A New Kind of Carbon
The Carbon Club has a new kid on the block! A new molecule consisting of only 18 carbon atoms, dubbed cyclocarbon, finally put an end to the long-standing debate: Can carbon atoms be aligned to form a ring?
For now, the molecule can only be obtained under very stringent conditions. It was observed at a temperature of -5 Kelvin, which is about -268°C. Forming the ring was only part of the work; after forming the molecule, it was a real challenge for the scientists to prevent its transformation by reacting with other elements around it. They worked on a thin layer of salt, which is a relatively nonreactive substance, and it did not interact chemically with the carbon atoms in focus. Earlier laboratory trials ended up with a volatile gas that was quite impossible to work with.
The ring was formed with a device called the atomic force microscope (AFM). Researchers from IBM Research and Oxford University began with a molecule containing 24 carbon atoms bound to 6 oxygen atoms (C24O6). By giving electrical pulses to the tip of the microscope, they separated the CO groups from the rest of the molecule. Thus, the smallest “theoretically possible” stable ring structure was obtained with 18 carbon atoms.
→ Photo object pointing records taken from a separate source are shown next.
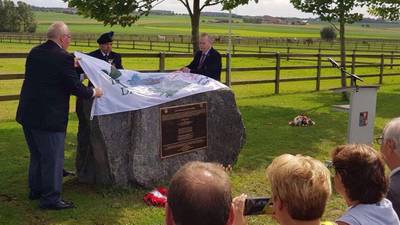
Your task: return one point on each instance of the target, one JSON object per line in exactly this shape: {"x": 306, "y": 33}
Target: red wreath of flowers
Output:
{"x": 157, "y": 197}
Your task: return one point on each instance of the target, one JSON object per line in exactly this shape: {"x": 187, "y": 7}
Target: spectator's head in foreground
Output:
{"x": 199, "y": 194}
{"x": 390, "y": 143}
{"x": 359, "y": 174}
{"x": 300, "y": 188}
{"x": 59, "y": 33}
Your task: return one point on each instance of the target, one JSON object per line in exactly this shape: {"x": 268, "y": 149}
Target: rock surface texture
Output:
{"x": 123, "y": 149}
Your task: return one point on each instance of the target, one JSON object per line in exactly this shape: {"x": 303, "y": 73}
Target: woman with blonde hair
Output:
{"x": 360, "y": 178}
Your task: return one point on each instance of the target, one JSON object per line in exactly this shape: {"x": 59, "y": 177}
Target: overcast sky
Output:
{"x": 264, "y": 7}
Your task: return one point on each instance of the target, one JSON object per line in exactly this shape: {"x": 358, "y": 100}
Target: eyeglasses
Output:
{"x": 379, "y": 140}
{"x": 331, "y": 168}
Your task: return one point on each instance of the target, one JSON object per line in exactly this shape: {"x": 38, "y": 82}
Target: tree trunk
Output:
{"x": 195, "y": 20}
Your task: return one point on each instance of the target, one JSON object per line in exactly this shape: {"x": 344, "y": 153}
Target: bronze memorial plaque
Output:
{"x": 183, "y": 129}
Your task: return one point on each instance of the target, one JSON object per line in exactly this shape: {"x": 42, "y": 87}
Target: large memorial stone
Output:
{"x": 146, "y": 147}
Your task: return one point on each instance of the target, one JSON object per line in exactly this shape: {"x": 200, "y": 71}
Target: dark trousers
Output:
{"x": 46, "y": 164}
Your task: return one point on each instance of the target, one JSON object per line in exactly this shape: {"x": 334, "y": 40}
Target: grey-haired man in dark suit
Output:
{"x": 390, "y": 149}
{"x": 50, "y": 79}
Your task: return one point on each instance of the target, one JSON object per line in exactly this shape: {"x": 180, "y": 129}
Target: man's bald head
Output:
{"x": 59, "y": 33}
{"x": 200, "y": 193}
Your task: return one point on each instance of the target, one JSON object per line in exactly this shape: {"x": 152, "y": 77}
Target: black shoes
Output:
{"x": 68, "y": 173}
{"x": 34, "y": 196}
{"x": 60, "y": 205}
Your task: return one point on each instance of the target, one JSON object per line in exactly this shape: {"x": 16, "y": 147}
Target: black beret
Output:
{"x": 105, "y": 38}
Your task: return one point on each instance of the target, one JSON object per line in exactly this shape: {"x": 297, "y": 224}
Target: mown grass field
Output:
{"x": 265, "y": 116}
{"x": 180, "y": 24}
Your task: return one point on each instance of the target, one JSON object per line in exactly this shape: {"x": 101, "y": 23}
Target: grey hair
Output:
{"x": 56, "y": 30}
{"x": 211, "y": 39}
{"x": 392, "y": 131}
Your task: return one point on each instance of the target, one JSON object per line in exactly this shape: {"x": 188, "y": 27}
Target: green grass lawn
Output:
{"x": 180, "y": 24}
{"x": 268, "y": 135}
{"x": 265, "y": 116}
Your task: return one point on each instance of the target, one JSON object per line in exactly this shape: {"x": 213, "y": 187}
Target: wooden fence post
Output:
{"x": 381, "y": 69}
{"x": 353, "y": 66}
{"x": 277, "y": 72}
{"x": 319, "y": 63}
{"x": 288, "y": 52}
{"x": 162, "y": 62}
{"x": 391, "y": 60}
{"x": 228, "y": 74}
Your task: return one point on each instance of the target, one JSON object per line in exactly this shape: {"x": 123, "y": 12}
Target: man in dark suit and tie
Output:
{"x": 207, "y": 61}
{"x": 390, "y": 149}
{"x": 50, "y": 79}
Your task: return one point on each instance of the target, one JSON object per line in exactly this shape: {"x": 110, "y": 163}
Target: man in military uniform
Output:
{"x": 105, "y": 50}
{"x": 83, "y": 106}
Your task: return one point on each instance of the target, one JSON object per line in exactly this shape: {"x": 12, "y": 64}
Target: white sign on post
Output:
{"x": 362, "y": 115}
{"x": 361, "y": 112}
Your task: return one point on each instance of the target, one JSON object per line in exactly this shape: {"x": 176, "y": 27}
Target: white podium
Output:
{"x": 361, "y": 112}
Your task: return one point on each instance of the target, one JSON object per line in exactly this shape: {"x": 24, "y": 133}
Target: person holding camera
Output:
{"x": 300, "y": 187}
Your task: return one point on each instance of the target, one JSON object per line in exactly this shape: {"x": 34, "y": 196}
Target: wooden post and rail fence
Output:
{"x": 277, "y": 68}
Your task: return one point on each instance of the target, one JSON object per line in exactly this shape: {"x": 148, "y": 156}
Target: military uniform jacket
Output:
{"x": 211, "y": 66}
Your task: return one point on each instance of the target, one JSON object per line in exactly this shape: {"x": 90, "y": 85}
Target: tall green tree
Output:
{"x": 26, "y": 17}
{"x": 16, "y": 18}
{"x": 127, "y": 12}
{"x": 342, "y": 12}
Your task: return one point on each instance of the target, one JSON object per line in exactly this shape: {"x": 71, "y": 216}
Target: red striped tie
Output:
{"x": 203, "y": 57}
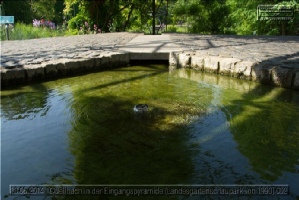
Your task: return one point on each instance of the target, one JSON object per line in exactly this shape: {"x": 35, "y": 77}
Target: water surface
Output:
{"x": 200, "y": 129}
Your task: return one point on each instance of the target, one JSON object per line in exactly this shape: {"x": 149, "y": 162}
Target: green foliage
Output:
{"x": 78, "y": 21}
{"x": 22, "y": 31}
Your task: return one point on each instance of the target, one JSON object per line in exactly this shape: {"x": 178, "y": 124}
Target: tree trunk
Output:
{"x": 129, "y": 16}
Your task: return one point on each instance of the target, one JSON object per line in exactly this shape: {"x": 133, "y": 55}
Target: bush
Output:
{"x": 22, "y": 31}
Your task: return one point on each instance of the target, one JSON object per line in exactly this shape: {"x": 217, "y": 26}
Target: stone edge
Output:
{"x": 277, "y": 74}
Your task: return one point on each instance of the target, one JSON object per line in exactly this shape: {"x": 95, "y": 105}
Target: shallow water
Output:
{"x": 200, "y": 129}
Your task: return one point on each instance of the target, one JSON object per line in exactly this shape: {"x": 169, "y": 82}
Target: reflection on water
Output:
{"x": 200, "y": 128}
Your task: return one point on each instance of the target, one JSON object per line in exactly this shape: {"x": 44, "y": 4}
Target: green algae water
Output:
{"x": 200, "y": 129}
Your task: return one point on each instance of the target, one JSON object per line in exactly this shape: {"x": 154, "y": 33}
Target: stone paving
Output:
{"x": 36, "y": 51}
{"x": 249, "y": 48}
{"x": 271, "y": 60}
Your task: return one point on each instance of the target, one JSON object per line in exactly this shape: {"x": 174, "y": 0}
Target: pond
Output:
{"x": 200, "y": 129}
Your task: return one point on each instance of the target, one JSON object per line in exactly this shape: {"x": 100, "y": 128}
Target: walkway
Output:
{"x": 273, "y": 60}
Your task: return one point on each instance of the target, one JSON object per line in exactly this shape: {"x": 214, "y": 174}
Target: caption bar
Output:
{"x": 150, "y": 190}
{"x": 275, "y": 12}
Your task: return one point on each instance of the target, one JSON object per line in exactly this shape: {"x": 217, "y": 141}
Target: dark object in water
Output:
{"x": 140, "y": 108}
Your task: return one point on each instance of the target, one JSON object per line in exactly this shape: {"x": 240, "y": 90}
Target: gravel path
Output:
{"x": 36, "y": 51}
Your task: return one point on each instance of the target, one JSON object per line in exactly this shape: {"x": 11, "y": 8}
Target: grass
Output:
{"x": 22, "y": 31}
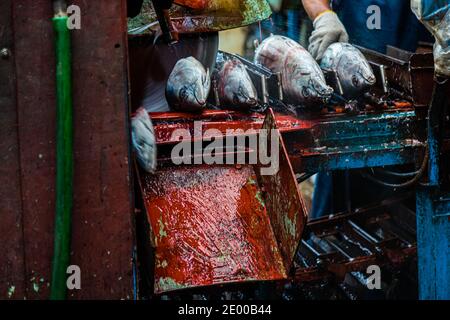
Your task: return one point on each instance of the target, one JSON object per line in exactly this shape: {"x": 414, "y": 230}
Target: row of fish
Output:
{"x": 303, "y": 81}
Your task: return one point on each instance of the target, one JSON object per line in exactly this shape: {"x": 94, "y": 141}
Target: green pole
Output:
{"x": 64, "y": 157}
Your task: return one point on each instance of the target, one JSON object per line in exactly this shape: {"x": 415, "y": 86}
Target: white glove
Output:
{"x": 328, "y": 29}
{"x": 143, "y": 140}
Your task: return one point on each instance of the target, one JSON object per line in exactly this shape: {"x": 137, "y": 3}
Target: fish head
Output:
{"x": 316, "y": 90}
{"x": 356, "y": 76}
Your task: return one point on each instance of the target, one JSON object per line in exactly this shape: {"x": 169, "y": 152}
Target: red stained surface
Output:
{"x": 210, "y": 226}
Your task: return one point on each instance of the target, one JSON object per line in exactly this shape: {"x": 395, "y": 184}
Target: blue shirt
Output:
{"x": 399, "y": 26}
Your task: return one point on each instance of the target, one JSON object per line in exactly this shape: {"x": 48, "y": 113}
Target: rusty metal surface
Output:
{"x": 220, "y": 224}
{"x": 286, "y": 209}
{"x": 102, "y": 220}
{"x": 211, "y": 227}
{"x": 12, "y": 267}
{"x": 409, "y": 73}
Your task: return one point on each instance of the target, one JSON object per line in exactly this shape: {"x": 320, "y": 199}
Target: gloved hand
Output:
{"x": 328, "y": 29}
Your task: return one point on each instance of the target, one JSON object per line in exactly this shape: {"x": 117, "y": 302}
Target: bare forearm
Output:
{"x": 315, "y": 7}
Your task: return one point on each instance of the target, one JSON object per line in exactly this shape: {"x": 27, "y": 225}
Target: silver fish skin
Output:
{"x": 303, "y": 80}
{"x": 188, "y": 86}
{"x": 143, "y": 140}
{"x": 353, "y": 70}
{"x": 234, "y": 84}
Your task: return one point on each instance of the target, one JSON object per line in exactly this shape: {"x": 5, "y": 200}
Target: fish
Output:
{"x": 234, "y": 85}
{"x": 188, "y": 86}
{"x": 143, "y": 140}
{"x": 303, "y": 81}
{"x": 352, "y": 69}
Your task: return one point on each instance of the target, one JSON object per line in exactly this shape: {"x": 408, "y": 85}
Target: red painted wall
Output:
{"x": 103, "y": 236}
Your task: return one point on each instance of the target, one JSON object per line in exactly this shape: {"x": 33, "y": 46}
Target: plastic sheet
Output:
{"x": 435, "y": 15}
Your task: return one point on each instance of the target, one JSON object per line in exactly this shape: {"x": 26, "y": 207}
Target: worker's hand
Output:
{"x": 143, "y": 140}
{"x": 328, "y": 29}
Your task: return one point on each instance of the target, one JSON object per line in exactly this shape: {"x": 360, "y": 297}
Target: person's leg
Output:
{"x": 322, "y": 197}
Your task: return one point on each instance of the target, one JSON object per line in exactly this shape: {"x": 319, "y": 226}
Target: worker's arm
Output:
{"x": 328, "y": 29}
{"x": 315, "y": 7}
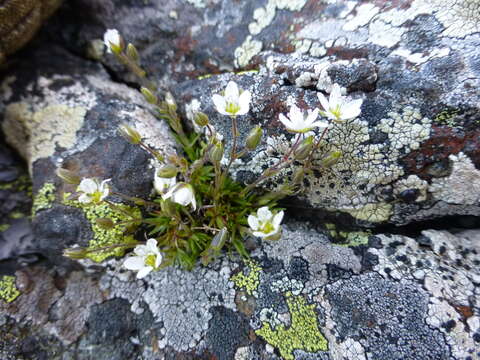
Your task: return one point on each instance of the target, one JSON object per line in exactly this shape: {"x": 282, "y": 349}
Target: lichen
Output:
{"x": 8, "y": 289}
{"x": 250, "y": 280}
{"x": 302, "y": 334}
{"x": 44, "y": 198}
{"x": 37, "y": 134}
{"x": 119, "y": 234}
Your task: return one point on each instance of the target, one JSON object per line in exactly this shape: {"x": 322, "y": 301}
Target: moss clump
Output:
{"x": 302, "y": 334}
{"x": 118, "y": 234}
{"x": 44, "y": 198}
{"x": 249, "y": 281}
{"x": 8, "y": 289}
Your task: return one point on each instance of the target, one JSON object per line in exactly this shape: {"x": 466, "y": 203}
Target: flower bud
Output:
{"x": 254, "y": 138}
{"x": 75, "y": 253}
{"x": 201, "y": 119}
{"x": 105, "y": 223}
{"x": 130, "y": 134}
{"x": 305, "y": 148}
{"x": 149, "y": 96}
{"x": 216, "y": 152}
{"x": 298, "y": 176}
{"x": 219, "y": 240}
{"x": 167, "y": 171}
{"x": 132, "y": 52}
{"x": 332, "y": 158}
{"x": 168, "y": 208}
{"x": 68, "y": 176}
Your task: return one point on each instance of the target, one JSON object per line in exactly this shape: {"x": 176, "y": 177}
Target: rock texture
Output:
{"x": 410, "y": 154}
{"x": 303, "y": 297}
{"x": 320, "y": 292}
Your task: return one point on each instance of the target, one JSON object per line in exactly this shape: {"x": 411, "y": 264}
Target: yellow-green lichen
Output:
{"x": 248, "y": 281}
{"x": 44, "y": 198}
{"x": 119, "y": 234}
{"x": 302, "y": 334}
{"x": 375, "y": 213}
{"x": 8, "y": 289}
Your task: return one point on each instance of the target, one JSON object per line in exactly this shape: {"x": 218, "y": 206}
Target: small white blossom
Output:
{"x": 298, "y": 122}
{"x": 112, "y": 38}
{"x": 265, "y": 224}
{"x": 162, "y": 185}
{"x": 338, "y": 107}
{"x": 93, "y": 191}
{"x": 148, "y": 258}
{"x": 234, "y": 102}
{"x": 182, "y": 194}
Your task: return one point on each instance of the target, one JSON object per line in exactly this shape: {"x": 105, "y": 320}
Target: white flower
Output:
{"x": 234, "y": 102}
{"x": 338, "y": 107}
{"x": 93, "y": 191}
{"x": 162, "y": 185}
{"x": 298, "y": 122}
{"x": 182, "y": 194}
{"x": 265, "y": 224}
{"x": 147, "y": 258}
{"x": 112, "y": 38}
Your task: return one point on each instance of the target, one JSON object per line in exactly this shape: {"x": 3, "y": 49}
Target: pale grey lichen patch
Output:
{"x": 448, "y": 273}
{"x": 247, "y": 51}
{"x": 463, "y": 184}
{"x": 263, "y": 17}
{"x": 363, "y": 165}
{"x": 413, "y": 182}
{"x": 37, "y": 134}
{"x": 179, "y": 300}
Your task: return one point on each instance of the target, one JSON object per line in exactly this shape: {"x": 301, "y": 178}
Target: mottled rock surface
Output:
{"x": 319, "y": 293}
{"x": 303, "y": 297}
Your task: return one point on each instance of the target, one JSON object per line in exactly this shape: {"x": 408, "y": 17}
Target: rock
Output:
{"x": 67, "y": 115}
{"x": 20, "y": 20}
{"x": 397, "y": 297}
{"x": 414, "y": 66}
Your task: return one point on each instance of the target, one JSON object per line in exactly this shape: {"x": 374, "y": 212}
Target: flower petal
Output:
{"x": 277, "y": 219}
{"x": 253, "y": 222}
{"x": 312, "y": 116}
{"x": 158, "y": 260}
{"x": 85, "y": 199}
{"x": 244, "y": 102}
{"x": 134, "y": 263}
{"x": 264, "y": 214}
{"x": 231, "y": 92}
{"x": 323, "y": 101}
{"x": 220, "y": 103}
{"x": 144, "y": 272}
{"x": 285, "y": 121}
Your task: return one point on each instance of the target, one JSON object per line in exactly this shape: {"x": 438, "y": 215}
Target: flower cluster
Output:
{"x": 199, "y": 208}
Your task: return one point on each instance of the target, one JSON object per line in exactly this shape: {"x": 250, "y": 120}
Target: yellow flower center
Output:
{"x": 232, "y": 108}
{"x": 267, "y": 228}
{"x": 150, "y": 260}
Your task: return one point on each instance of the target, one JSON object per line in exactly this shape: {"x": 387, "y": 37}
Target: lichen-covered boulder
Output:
{"x": 375, "y": 296}
{"x": 61, "y": 111}
{"x": 414, "y": 152}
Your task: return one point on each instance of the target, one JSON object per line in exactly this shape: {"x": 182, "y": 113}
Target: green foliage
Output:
{"x": 8, "y": 289}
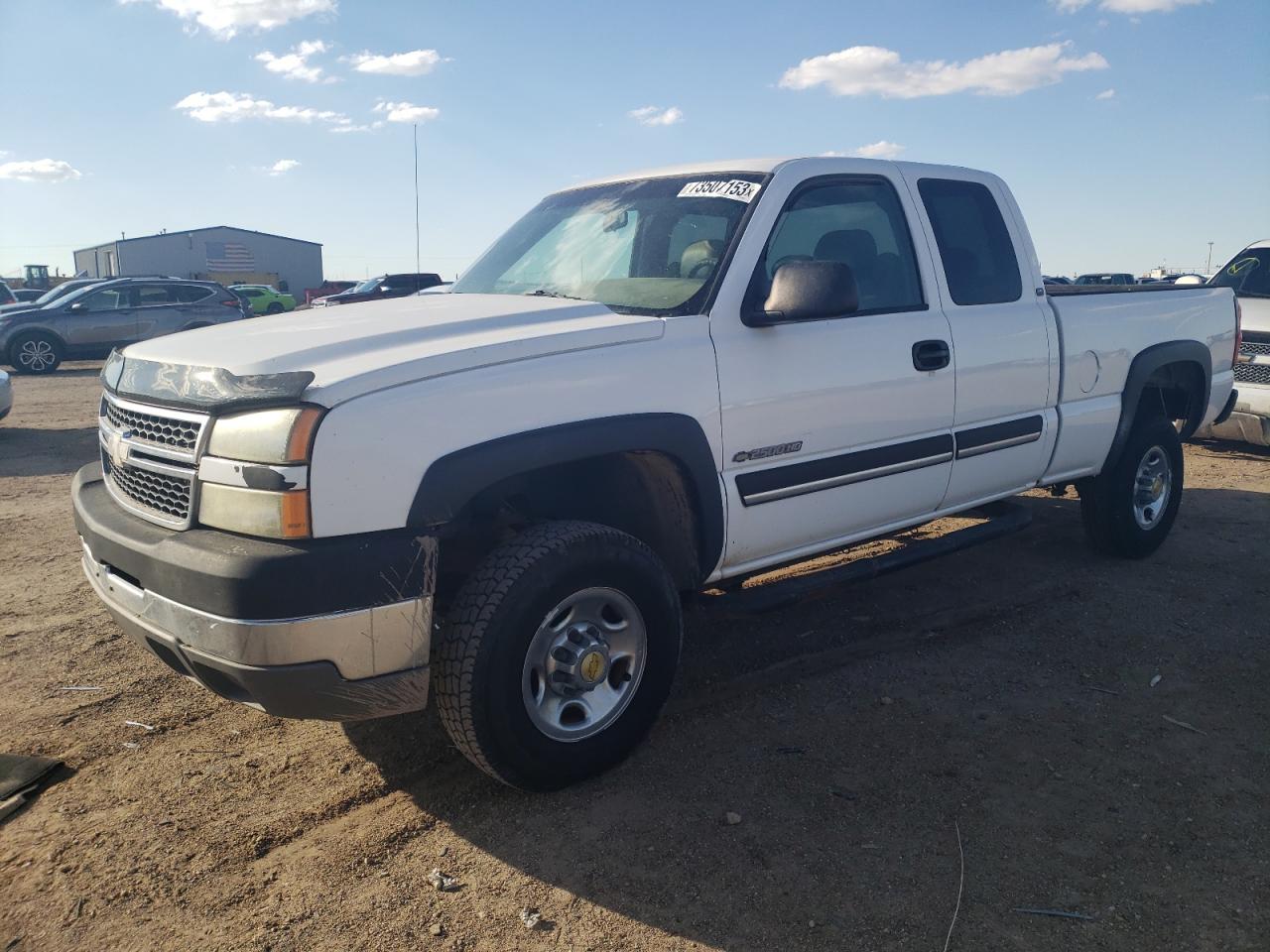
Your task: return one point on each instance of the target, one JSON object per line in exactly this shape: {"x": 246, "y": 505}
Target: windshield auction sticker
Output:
{"x": 735, "y": 189}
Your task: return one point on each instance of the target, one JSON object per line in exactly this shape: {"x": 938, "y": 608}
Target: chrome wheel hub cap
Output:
{"x": 36, "y": 354}
{"x": 584, "y": 664}
{"x": 1152, "y": 488}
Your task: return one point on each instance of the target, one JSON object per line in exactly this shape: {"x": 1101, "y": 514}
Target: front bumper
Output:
{"x": 326, "y": 629}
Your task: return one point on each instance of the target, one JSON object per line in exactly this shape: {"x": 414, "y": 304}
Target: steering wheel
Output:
{"x": 789, "y": 259}
{"x": 703, "y": 268}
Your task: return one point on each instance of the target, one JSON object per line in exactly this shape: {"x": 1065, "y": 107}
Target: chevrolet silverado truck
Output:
{"x": 648, "y": 388}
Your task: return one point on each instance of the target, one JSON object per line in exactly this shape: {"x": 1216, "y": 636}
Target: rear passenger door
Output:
{"x": 159, "y": 309}
{"x": 830, "y": 428}
{"x": 1003, "y": 339}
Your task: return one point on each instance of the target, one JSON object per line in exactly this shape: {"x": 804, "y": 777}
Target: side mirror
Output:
{"x": 811, "y": 291}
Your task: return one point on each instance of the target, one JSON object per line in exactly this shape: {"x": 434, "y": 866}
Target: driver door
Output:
{"x": 100, "y": 320}
{"x": 830, "y": 428}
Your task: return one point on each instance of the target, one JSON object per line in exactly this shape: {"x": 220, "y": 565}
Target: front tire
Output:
{"x": 558, "y": 655}
{"x": 36, "y": 353}
{"x": 1129, "y": 508}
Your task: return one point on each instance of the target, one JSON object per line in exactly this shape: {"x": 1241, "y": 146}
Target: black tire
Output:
{"x": 480, "y": 656}
{"x": 1107, "y": 500}
{"x": 36, "y": 353}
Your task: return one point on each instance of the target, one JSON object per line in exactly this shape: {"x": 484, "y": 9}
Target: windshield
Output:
{"x": 644, "y": 246}
{"x": 1248, "y": 273}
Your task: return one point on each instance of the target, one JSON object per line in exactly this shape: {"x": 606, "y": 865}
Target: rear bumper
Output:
{"x": 361, "y": 652}
{"x": 1248, "y": 419}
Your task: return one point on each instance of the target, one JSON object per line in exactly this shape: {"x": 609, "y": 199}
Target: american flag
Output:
{"x": 229, "y": 257}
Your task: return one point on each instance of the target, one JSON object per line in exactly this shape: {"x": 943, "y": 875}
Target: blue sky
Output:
{"x": 1133, "y": 132}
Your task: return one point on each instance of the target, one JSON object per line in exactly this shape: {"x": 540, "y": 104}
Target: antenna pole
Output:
{"x": 417, "y": 199}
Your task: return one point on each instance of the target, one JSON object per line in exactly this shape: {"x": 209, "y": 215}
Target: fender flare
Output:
{"x": 1143, "y": 366}
{"x": 454, "y": 479}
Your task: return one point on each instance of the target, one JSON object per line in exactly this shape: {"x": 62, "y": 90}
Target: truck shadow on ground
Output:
{"x": 27, "y": 451}
{"x": 852, "y": 729}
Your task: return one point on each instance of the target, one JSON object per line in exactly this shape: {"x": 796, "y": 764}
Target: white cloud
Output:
{"x": 226, "y": 18}
{"x": 1127, "y": 7}
{"x": 864, "y": 70}
{"x": 295, "y": 64}
{"x": 407, "y": 112}
{"x": 232, "y": 107}
{"x": 657, "y": 116}
{"x": 40, "y": 171}
{"x": 368, "y": 127}
{"x": 879, "y": 150}
{"x": 416, "y": 62}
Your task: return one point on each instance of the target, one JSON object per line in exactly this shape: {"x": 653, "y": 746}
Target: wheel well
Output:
{"x": 643, "y": 493}
{"x": 1178, "y": 391}
{"x": 36, "y": 333}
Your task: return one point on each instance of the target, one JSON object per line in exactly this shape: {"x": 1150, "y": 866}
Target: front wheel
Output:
{"x": 1129, "y": 508}
{"x": 35, "y": 353}
{"x": 558, "y": 655}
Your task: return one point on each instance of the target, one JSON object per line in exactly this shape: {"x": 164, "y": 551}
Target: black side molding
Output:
{"x": 456, "y": 479}
{"x": 998, "y": 435}
{"x": 816, "y": 475}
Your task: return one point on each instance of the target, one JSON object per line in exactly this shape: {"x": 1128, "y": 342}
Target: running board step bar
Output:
{"x": 1002, "y": 520}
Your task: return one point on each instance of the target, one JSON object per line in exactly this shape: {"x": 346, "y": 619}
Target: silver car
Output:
{"x": 95, "y": 318}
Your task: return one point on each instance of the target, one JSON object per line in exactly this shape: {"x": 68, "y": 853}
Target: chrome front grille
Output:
{"x": 169, "y": 498}
{"x": 150, "y": 458}
{"x": 160, "y": 428}
{"x": 1257, "y": 372}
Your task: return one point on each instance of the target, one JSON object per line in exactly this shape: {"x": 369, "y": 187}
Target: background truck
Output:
{"x": 1248, "y": 276}
{"x": 648, "y": 386}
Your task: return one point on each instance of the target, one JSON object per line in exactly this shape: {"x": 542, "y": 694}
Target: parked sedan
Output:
{"x": 95, "y": 318}
{"x": 381, "y": 287}
{"x": 264, "y": 298}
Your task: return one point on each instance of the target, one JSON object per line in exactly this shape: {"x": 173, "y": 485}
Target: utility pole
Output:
{"x": 417, "y": 202}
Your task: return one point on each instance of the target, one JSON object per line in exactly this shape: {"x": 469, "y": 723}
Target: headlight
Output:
{"x": 255, "y": 512}
{"x": 282, "y": 435}
{"x": 254, "y": 475}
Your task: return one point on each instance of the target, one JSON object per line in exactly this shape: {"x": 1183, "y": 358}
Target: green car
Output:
{"x": 263, "y": 298}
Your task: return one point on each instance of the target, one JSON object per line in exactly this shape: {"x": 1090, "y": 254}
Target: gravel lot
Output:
{"x": 855, "y": 734}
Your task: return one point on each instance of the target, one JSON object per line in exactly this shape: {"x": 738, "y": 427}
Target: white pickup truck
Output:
{"x": 651, "y": 385}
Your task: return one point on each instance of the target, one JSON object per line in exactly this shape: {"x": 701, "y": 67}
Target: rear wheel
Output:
{"x": 1129, "y": 509}
{"x": 36, "y": 353}
{"x": 558, "y": 655}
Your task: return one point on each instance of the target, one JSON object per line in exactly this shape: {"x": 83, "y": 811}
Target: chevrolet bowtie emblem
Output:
{"x": 117, "y": 448}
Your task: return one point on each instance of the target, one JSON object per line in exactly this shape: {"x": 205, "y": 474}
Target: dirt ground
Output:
{"x": 1002, "y": 694}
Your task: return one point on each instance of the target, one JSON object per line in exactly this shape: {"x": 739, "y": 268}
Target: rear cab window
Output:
{"x": 978, "y": 254}
{"x": 857, "y": 221}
Imaging and analysis, on the other hand, found that the molecule consisted of carbon atoms that alternatively formed single and triple bonds, rather than a regular structure composed only of double bonds.
Carbon atoms can form a wide variety of compounds in different forms, depending on the bond they form with each other -such as diamond in a three-dimensional, regular crystal structure; graphene in the form of a single-layered sheet with a honeycomb structure; graphite formed by stacking graphene layers on top of another, or nanotubes formed by coiling these graphene layers in a roll. Each of them can be used for different purposes, fit to their structural properties.
As for cyclocarbon, it seems that it will find a niche in the world of technology as semiconducting material. Nano-scale semiconductors are in the focus of many scientists at the moment, as they have a high potential for use in atomic-scale transistors or microcomputer parts that can carry out Boolean functions.
As a side-achievement, scientists managed to demonstrate that in the future, more complex carbon structures could be formed by linking molecules with the method of atom manipulation. Developments in the field of molecular electronics are exciting because they result in discoveries of very promising materials for computers that require huge computing power, such as artificial intelligence.